The Hartford Audubon Society
- Type: Non-profit organization
- Purpose: Wildlife conservation and education
- Region served: Hartford County, Connecticut
- Website: hartfordaudubon.org

= Hartford Audubon Society =

American non-profit organization

The Hartford Audubon Society, founded in 1909, is nonprofit organization dedicated to wildlife conservation and education. Hartford Audubon manages several wildlife sanctuaries, participates in conservation advocacy, conducts bird censuses, and offers field trips, lectures, and other programming. It is a partner in the Hartford Urban Bird Treaty and the Connecticut Bird Atlas.

== History ==
The Hartford Audubon Society was founded in 1909 as the Hartford Bird Study Club. The club's initial aims included advancing ornithological knowledge, protecting birds, and "interesting the general public" in the welfare of birds. The club began offering lectures on birds and conservation in 1909 and guided walks in 1911. It started the Hartford Christmas Bird Count in 1909.

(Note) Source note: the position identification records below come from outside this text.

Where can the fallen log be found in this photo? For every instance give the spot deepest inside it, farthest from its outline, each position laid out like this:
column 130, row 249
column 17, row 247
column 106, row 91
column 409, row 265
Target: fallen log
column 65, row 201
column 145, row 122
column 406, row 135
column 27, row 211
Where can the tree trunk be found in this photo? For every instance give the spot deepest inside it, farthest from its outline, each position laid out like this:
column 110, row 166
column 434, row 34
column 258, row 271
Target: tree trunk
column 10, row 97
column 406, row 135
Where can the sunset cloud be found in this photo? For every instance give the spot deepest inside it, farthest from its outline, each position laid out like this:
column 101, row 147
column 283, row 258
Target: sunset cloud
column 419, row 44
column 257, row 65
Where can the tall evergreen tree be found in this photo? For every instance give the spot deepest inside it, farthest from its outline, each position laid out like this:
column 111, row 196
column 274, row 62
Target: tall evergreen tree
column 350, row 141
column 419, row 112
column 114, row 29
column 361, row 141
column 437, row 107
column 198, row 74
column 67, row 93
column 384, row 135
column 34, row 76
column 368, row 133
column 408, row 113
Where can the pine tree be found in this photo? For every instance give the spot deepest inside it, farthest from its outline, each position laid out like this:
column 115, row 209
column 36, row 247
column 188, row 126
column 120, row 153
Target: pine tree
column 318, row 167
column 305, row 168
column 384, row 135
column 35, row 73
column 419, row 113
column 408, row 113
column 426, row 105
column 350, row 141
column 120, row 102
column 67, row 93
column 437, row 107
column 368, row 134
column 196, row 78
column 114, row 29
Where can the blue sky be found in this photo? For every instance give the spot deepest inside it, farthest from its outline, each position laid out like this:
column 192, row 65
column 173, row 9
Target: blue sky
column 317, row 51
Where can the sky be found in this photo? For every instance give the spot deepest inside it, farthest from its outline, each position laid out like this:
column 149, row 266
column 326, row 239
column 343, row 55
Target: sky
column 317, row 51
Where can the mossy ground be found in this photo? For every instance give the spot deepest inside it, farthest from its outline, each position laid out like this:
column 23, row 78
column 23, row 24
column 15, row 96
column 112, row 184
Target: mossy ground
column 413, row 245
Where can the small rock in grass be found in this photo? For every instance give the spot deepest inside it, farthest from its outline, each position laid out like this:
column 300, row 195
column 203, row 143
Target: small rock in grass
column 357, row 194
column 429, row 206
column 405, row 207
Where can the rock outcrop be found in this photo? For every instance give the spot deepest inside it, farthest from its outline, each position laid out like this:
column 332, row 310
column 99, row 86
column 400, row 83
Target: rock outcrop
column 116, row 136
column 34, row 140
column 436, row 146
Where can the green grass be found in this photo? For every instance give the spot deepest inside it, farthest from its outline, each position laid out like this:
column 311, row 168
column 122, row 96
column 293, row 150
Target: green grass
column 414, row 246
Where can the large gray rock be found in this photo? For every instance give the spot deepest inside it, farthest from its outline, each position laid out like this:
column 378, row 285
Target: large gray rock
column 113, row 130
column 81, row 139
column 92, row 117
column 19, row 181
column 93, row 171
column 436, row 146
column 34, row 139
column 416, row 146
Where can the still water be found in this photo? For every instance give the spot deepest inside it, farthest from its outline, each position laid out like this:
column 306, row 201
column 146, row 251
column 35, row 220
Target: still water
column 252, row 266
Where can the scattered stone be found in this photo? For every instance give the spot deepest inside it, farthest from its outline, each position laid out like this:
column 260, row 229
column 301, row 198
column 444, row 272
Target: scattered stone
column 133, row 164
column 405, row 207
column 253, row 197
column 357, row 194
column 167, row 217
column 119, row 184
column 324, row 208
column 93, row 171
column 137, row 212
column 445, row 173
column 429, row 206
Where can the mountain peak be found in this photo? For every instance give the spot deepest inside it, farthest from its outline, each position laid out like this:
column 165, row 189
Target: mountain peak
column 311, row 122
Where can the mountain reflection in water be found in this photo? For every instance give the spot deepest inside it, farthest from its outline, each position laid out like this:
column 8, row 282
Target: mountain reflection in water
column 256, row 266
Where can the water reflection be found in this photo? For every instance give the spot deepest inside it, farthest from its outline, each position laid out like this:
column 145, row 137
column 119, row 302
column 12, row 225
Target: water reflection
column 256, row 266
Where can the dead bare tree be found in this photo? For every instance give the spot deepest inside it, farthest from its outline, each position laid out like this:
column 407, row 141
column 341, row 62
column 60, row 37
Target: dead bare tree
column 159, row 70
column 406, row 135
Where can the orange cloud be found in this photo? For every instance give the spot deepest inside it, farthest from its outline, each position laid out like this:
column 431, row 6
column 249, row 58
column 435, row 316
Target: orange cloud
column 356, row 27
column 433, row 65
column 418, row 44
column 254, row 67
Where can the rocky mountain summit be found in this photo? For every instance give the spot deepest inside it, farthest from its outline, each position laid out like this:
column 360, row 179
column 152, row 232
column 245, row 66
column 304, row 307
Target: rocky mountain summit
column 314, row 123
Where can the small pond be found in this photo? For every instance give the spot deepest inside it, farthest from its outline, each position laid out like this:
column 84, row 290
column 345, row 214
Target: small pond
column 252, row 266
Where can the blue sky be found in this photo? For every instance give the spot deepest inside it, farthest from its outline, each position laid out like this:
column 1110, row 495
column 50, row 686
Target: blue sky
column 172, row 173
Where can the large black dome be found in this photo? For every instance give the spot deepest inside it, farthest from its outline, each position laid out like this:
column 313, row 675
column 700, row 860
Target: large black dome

The club has participated in conservation advocacy since 1909, including advising senator George P. McLean on the Migratory Bird Treaty Act.

Club members began bird banding in the 1920s, which flourished under E. Alexander Bergstrom’s leadership in the 1940s–1960s.

The club changed its name to the Hartford Audubon Society, Inc. in 1965. The organization's mission has broadened beyond birds to emphasize wildlife conservation.

== Wildlife sanctuaries ==
Hartford Audubon manages four wildlife sanctuaries.
- Station 43, nine acres, a freshwater wetland marsh located along the Connecticut River in South Windsor. Station 43 is an Important Bird Area, a Connecticut Natural Area, and a special focus area of the Silvio O. Conte National Fish and Wildlife Refuge.
- Greenstone Hollow Nature Preserve, 38 acres, East Granby.
- Lewis Farm Bird Sanctuary, 90 acres, Suffield.
- Tobacco Valley Wildlife Refuge, South Windsor.

Former sanctuaries:
- Idlenot Farm, Ellington and South Windsor.
- Cedar Mountain Preserve, 2,500 acres, Newington, organized with the Connecticut State Fish and Game Commission in 1916.

== Members ==

- John Hall Sage (1847–1925), the first honorary president of the Hartford Bird Study Club and a field trip leader following 1911.
- E. Alexander Bergstrom (1919–1973), president of the Hartford Bird Study Club from 1953 to 1955 and chair of its bird banding committee.